YEAHHHHHHHHHHHHHHHH at this time of year. better get it. just remember *THIS. IF IT IS A POWERSHIFT I CAN FIX IT!!k:k:k:k:k:*


----------



## 43128 (Feb 14, 2014)

i would go with powershift, and they actually did put r tek engines on powermaxs but only for a few years i think, very rare and hard to find


----------



## UNDERTAKER (Dec 30, 2013)

43128 said:


> i would go with powershift, and they actually did put r tek engines on powermaxs but only for a few years i think, very rare and hard to find


 BRIGGS did not make those though.


----------



## UNDERTAKER (Dec 30, 2013)

blizzisu said:


> I'm going to stop by and take a look at it as soon as the seller responds. I'll let you know what I find out. Thanks for the help.


PM me with with your thoughts and findings on that 1.k:k:k:k:k:


----------



## blizzisu (Oct 5, 2015)

Anything specific I should inspect on the Power Shift when I see it in person?


----------



## UNDERTAKER (Dec 30, 2013)

blizzisu said:


> Anything specific I should inspect on the Power Shift when I see it in person?


 just make sure the wheels can come off the axles. but just from the pics it looks like it has not been used to much. where is it located.


----------



## blizzisu (Oct 5, 2015)

It's located in Central Iowa. Some years we can get quite a bit of snow. Others not so much. It doesn't get as much use as one in MN would... that's for sure!


----------



## UNDERTAKER (Dec 30, 2013)

blizzisu said:


> It's located in Central Iowa. Some years we can get quite a bit of snow. Others not so much. It doesn't get as much use as one in MN would... that's for sure!


YEAHHHHHHHHHHHHHHH IOWA is not the frozen tundra. *THAT'S 4 SURE.:emoticon-south-park*


----------



## CarlB (Jan 2, 2011)

I too would go with the powershift


----------



## detdrbuzzard (Jan 20, 2012)

43128 said:


> i would go with powershift, and they actually did put r tek engines on powermaxs but only for a few years i think, very rare and hard to find


toro 726tc if I remember right


----------



## blizzisu (Oct 5, 2015)

I bought the Power Shift 1028 tonight. It's a 38560 made in the year 2000. I haven't gone over everything with a fine tooth comb yet, but the first thing I noticed is that the engine surges. Hopefully, it's just a vacuum leak, or maybe it needs a new carb. Anyone have ideas on how to troubleshoot that easily? Maybe spray some WD40 to try and find an air/vacuum leak?


----------



## 43128 (Feb 14, 2014)

its almost never a vacuum leak on those tecumsehs it will probably be a clogged main jet just pull out the bowl nut and clean out the little holes. these tecumseh carbs are ultra sensitive to ethanol


----------



## UNDERTAKER (Dec 30, 2013)

those engines are known for doing that. *MAZEL TOV on that 1.*


----------



## blizzisu (Oct 5, 2015)

43128 said:


> its almost never a vacuum leak on those tecumsehs it will probably be a clogged main jet just pull out the bowl nut and clean out the little holes. these tecumseh carbs are ultra sensitive to ethanol


Dug into the carburetor tonight. At the start, the motor would only run with the choke fully closed. Even then, it was surging bad. I took the carb apart and cleaned out the main jet holes as well as the idle screw. That got things running really well with the choke fully open, and got rid of the surging.

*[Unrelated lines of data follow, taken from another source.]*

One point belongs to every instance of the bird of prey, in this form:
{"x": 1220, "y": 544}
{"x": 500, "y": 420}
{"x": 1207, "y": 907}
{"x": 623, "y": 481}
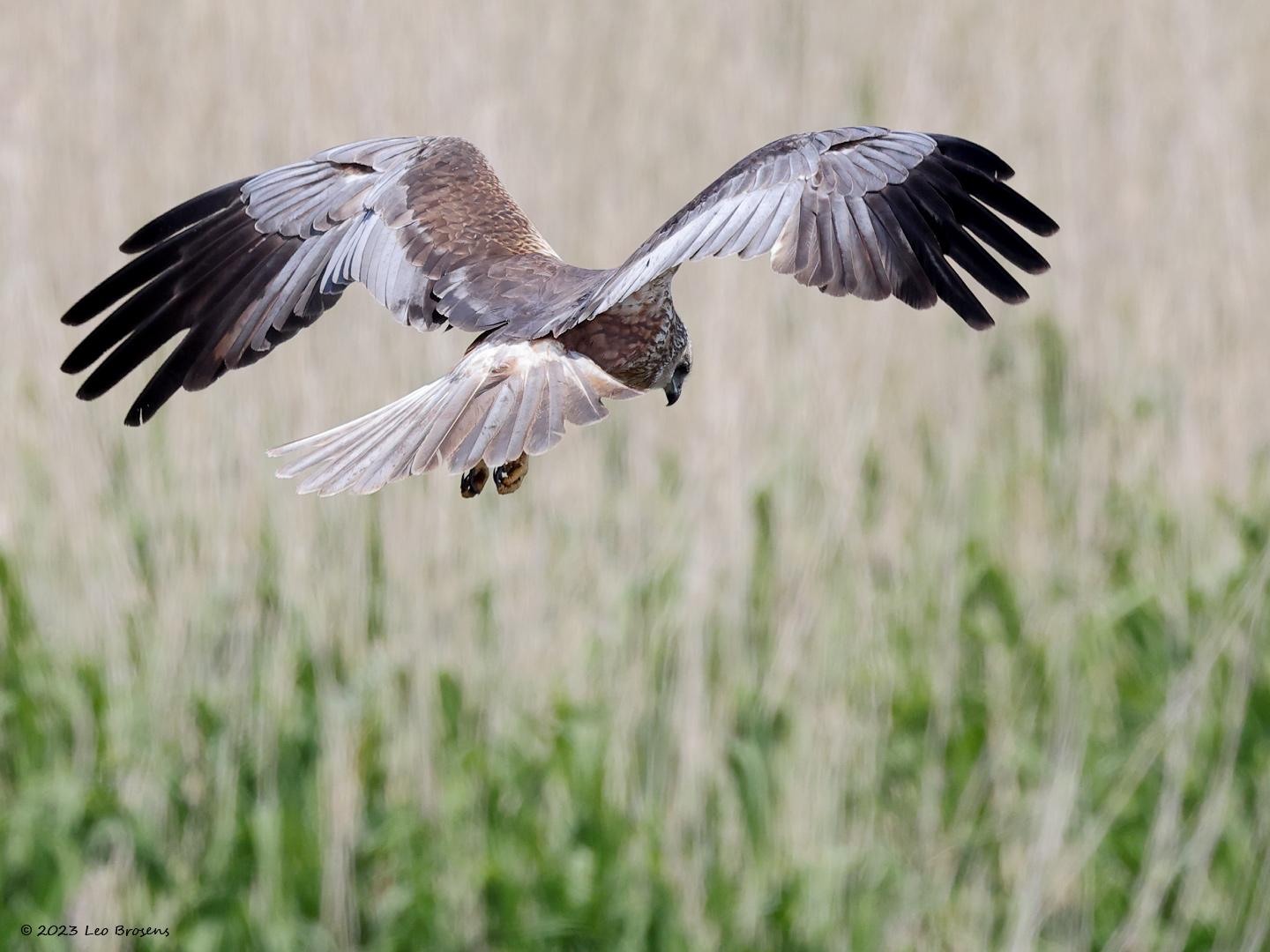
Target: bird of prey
{"x": 429, "y": 228}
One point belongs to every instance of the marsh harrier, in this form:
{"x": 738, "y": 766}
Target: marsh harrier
{"x": 429, "y": 228}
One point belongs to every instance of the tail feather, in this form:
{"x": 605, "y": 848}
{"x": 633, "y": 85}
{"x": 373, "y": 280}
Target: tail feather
{"x": 501, "y": 401}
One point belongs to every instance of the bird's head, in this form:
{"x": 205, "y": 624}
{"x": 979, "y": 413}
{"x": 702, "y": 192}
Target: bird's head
{"x": 683, "y": 367}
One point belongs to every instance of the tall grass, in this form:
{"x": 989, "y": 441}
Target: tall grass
{"x": 889, "y": 635}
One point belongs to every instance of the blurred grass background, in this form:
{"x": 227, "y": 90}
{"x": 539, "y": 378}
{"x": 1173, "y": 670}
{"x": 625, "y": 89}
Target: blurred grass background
{"x": 891, "y": 635}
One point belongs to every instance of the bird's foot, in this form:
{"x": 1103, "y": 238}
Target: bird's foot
{"x": 508, "y": 476}
{"x": 474, "y": 480}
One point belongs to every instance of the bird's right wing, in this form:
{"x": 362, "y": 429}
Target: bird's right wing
{"x": 247, "y": 265}
{"x": 499, "y": 401}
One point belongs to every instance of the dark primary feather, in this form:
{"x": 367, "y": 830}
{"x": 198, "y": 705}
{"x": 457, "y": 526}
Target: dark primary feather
{"x": 248, "y": 264}
{"x": 859, "y": 211}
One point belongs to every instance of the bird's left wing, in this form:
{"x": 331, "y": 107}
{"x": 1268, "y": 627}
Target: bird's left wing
{"x": 860, "y": 211}
{"x": 499, "y": 401}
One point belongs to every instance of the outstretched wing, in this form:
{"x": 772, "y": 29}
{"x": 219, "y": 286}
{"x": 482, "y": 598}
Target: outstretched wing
{"x": 854, "y": 211}
{"x": 501, "y": 400}
{"x": 245, "y": 265}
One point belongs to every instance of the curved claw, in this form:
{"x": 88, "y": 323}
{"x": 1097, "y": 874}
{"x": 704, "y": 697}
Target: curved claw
{"x": 510, "y": 476}
{"x": 474, "y": 480}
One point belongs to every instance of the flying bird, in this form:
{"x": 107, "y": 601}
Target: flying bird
{"x": 427, "y": 227}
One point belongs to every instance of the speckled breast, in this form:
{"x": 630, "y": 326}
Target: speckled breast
{"x": 635, "y": 340}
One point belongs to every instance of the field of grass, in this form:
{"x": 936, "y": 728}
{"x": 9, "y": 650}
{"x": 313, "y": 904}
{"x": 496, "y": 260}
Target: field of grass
{"x": 889, "y": 635}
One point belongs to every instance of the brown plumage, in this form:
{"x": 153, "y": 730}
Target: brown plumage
{"x": 426, "y": 225}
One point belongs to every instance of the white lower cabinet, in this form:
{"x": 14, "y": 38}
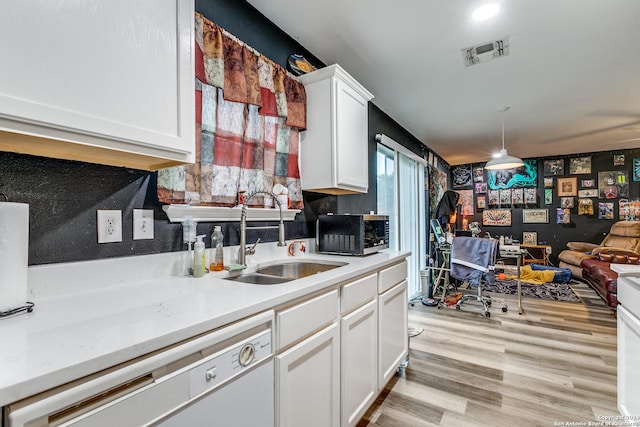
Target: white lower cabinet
{"x": 359, "y": 359}
{"x": 308, "y": 382}
{"x": 393, "y": 338}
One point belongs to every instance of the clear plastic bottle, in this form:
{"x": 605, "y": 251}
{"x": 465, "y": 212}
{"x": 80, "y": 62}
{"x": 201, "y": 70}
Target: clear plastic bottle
{"x": 217, "y": 250}
{"x": 198, "y": 257}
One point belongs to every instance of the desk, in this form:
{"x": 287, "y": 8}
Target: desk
{"x": 539, "y": 254}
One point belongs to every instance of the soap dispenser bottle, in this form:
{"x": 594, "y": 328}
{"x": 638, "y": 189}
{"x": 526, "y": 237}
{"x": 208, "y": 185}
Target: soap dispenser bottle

The gasket for the float bowl is in really bad shape and expanded some when it got in contact with the carb cleaner. Ordered a new one off Amazon as I'm not sure where to find one locally. Good thing I'm an Amazon Prime member for the free shipping. 

The next thing I want to look at is the differential lock. The coupling, differential, and lock spring are very dirty. I want to get that cleaned up and working well to make sure it's working properly.


----------



## UNDERTAKER (Dec 30, 2013)

blizzisu said:


> Dug into the carburetor tonight. At the start, the motor would only run with the choke fully closed. Even then, it was surging bad. I took the carb apart and cleaned out the main jet holes as well as the idle screw. That got things running really well with the choke fully open, and got rid of the surging.
> 
> The gasket for the float bowl is in really bad shape and expanded some when it got in contact with the carb cleaner. Ordered a new one off Amazon as I'm not sure where to find one locally. Good thing I'm an Amazon Prime member for the free shipping.
> 
> The next thing I want to look at is the differential lock. The coupling, differential, and lock spring are very dirty. I want to get that cleaned up and working well to make sure it's working properly.


 You got a diffy kit on that. clean it up. and grease the snot out of the collar


----------